Hoje, esforços para tornar áreas selvagens mais inclusivas estão em andamento. Em junho de 2020, o NPS anunciou seu compromisso de “liderar mudanças e trabalhar contra o racismo”. A organização sem fins lucrativos Outdoor Afro “reconecta pessoas negras” à natureza por meio de “educação, recreação e conservação”, enquanto a Black Girls Hike busca “inspirar outras pessoas que se parecem conosco a se sentirem confortáveis ao ar livre”, como uma filial da organização na Virgínia observa em seu site.
Charles Sams III, o primeiro diretor nativo americano do Serviço de Parques Nacionais, visitou a Austrália recentemente para aprender sobre a administração indígena dos parques nacionais. Ouça seu convincente @RNDrive entrevista: https://t.co/G6kEJ3vsxd
@nswenviromedia foto.twitter.com/kkasGXVQqN
— Embaixada dos EUA na Austrália (@USEmbAustralia) 15 de novembro de 2022
O NPS também tomou medidas importantes para co-administrar terras federais com nações tribais.
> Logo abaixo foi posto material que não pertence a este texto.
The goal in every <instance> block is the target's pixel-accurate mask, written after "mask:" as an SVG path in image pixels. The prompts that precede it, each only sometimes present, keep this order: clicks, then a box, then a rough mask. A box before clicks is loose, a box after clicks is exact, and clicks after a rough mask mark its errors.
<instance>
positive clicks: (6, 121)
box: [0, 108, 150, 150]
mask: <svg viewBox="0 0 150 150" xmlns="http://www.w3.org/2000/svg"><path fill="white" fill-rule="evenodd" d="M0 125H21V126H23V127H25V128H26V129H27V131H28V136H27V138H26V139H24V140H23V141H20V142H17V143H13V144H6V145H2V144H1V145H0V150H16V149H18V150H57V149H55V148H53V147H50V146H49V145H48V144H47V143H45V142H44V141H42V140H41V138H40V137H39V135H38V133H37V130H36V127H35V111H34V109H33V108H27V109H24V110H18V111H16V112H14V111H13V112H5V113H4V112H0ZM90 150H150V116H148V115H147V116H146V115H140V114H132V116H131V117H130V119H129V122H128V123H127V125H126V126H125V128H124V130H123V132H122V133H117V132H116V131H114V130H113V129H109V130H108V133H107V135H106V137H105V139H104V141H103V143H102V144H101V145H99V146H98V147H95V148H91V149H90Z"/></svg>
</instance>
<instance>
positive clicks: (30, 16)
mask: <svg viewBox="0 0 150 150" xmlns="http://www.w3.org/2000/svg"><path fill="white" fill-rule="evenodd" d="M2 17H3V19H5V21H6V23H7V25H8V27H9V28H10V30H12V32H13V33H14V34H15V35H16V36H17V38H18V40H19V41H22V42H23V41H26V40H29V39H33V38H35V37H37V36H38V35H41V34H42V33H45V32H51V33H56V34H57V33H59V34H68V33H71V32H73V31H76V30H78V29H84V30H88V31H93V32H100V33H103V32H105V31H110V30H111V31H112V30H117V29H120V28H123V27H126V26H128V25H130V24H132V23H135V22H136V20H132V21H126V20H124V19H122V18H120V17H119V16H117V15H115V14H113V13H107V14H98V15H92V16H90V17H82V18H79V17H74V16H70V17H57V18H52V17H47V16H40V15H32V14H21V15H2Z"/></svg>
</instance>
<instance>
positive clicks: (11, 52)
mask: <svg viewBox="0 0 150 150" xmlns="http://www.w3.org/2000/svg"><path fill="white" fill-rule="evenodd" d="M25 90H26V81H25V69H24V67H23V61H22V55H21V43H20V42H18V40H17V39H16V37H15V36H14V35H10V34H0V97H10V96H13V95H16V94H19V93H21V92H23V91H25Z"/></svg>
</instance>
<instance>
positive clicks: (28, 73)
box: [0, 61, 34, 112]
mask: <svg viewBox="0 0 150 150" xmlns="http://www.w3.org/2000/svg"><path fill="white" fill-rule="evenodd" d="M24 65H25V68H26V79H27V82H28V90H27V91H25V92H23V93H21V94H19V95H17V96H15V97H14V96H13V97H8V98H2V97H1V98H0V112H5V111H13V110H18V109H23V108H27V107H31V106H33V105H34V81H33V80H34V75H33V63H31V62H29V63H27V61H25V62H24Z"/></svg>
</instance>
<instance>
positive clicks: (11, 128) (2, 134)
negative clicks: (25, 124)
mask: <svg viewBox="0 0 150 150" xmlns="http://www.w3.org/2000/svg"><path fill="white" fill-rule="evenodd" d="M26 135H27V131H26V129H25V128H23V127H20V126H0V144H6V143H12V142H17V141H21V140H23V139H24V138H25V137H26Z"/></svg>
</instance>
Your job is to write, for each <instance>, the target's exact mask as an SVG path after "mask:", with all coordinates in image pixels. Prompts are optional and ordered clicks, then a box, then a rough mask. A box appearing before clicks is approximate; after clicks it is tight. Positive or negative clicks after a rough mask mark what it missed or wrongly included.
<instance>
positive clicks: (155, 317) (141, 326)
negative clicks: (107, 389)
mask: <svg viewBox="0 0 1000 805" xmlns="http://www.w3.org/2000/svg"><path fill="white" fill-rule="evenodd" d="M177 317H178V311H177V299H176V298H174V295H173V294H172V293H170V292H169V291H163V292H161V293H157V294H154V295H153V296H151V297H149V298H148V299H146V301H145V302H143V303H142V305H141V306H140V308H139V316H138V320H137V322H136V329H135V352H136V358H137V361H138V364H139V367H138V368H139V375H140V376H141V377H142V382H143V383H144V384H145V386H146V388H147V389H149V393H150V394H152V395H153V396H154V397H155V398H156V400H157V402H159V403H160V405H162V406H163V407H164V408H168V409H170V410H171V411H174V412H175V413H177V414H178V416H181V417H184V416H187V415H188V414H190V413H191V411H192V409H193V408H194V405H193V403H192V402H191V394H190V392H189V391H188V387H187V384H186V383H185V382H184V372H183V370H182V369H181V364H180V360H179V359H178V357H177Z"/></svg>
Como Charles Sams III, a primeira pessoa registrada tribalmente a servir como diretor do NPS, disse em uma declaração de 2022, a agência está “fortalecendo o papel das comunidades tribais na gestão de terras federais, honrando a soberania tribal e apoiando as prioridades das nações tribais”. Hoje, quatro parques nacionais têm acordos de co-administração. Em março, o NPS assinou um memorando de entendimento dando à Tribo Yurok a tutela dos bosques de sequoias em ‘O Rew, na Califórnia.
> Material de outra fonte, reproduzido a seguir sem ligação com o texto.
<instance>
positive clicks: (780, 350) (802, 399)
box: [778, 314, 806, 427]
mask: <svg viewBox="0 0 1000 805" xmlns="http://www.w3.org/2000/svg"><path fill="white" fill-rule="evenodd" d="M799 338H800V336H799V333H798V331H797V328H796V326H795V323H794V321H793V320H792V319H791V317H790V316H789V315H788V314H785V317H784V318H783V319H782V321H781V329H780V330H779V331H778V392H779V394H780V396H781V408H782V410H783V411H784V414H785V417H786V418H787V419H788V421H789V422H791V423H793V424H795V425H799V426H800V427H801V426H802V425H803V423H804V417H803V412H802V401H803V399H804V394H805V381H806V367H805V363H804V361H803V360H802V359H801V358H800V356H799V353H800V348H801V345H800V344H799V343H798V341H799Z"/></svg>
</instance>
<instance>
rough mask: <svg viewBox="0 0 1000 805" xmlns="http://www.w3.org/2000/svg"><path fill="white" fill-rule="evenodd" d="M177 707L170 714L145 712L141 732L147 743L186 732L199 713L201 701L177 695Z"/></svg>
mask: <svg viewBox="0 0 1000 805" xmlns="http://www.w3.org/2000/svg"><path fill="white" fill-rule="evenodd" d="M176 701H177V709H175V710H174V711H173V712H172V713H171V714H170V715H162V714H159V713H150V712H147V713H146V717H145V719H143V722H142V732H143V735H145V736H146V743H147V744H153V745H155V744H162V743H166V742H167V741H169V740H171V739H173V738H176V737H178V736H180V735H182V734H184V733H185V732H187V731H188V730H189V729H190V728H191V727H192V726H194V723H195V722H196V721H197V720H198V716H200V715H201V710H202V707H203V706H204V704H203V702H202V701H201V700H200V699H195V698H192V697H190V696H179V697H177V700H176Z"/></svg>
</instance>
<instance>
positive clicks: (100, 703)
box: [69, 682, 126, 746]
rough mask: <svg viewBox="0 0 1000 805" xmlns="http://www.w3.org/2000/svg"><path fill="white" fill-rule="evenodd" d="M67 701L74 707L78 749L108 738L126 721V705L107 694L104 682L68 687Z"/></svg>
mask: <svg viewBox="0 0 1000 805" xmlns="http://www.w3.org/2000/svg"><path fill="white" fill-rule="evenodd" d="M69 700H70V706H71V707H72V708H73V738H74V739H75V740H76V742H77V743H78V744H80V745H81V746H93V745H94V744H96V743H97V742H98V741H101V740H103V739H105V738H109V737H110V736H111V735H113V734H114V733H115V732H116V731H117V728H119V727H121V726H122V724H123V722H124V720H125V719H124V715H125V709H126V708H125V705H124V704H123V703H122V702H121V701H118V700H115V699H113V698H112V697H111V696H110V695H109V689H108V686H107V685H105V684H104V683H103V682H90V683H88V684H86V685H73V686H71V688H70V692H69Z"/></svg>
A história da exploração dos EUA é complicada, com momentos de descoberta e deslocamento ao lado de destruição e preservação. Aprender lições do passado, no entanto, pode ajudar nosso país a construir um futuro melhor, onde americanos de todas as origens sejam capazes de proteger e aproveitar suas paisagens preciosas.